You might question whether it’s smart to pay off a house before retirement. Everyone has their own unique financial goals and money management style. There are some scenarios when retirees may want to hang on to their mortgages. This could include:

  • You haven’t maxed out your retirement savings for the year: 401(k)s and traditional IRAs allow your money to grow on a tax-deferred basis. You can also secure tax-deductible contributions during your working years. Roth IRAs have benefits of their own and generally allow for tax-free withdrawals in retirement. These tax-advantaged accounts are often essential to creating steady retirement income.
  • You’re eligible to make catch-up contributions. If you’re 50 or older, you can put extra funds into a 401(k) or IRA. Those who are 55 or older can also make catch-up contributions to a health savings account (HSA).
  • Making extra mortgage payments would deplete your cash savings: A strong emergency fund goes hand in hand with financial wellness. It can help you take advantage of an opportunity and get you through an emergency. Many financial advisors suggest setting aside three to six months’ worth of expenses in a high-yield savings account—and more in retirement.
  • You’ll need to cash out your retirement funds to pay off your mortgage: Taking money out of the market can rob you of future investment returns. You’re also dipping into your nest egg, which is meant to provide income when you’re no longer working.
  • Your mortgage rate is lower than the returns you’d get with a low-risk investment: Let’s say your home loan has an interest rate of 3.15 percent. Instead of making extra mortgage payments, you might put that money into a low-risk investment, such as a certificate of deposit (CD) that pays 4.5 percent. While it may be possible to get stronger returns with higher-risk investments, it’s often advised to dial down risk as you approach retirement.
  • You have higher-interest debt: If you have credit card balances, a car loan or any other high-interest debt, those costs can add up quickly. Putting them first will likely make better financial sense.

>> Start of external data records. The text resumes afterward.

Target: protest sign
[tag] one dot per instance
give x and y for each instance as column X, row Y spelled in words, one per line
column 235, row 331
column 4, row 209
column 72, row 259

Pros and cons of paying off a mortgage before retirement

Getting rid of your mortgage before your golden years has its benefits and drawbacks. Consider the following before deciding what’s best for you.

Should You Pay Off Your Mortgage Before Retirement

FAQ

What does Suze Orman say about paying off your house?

While the possibility of job loss can trigger financial panic, Orman advises against rushing to drain your savings to pay off your mortgage early. Even if you have enough money saved to wipe out your mortgage, don’t pull the emergency cord until absolutely necessary.

At what age should you have your home paid off?

There is no specific age to pay off your mortgage, but a common rule of thumb is to be debt-free by your early to mid-60s. It may make sense to do so if you’re retiring within the next few years and have the cash to pay off your mortgage, particularly if your money is in a low-interest savings account.

What three things should be paid off before retirement?

This includes all types of consumer debt, including credit cards, student loans, auto loans, mortgages and even home equity lines of credit (HELOCs). Paying off debt is often easier said than done. But the good news is you don’t have to wait until retirement to become debt-free.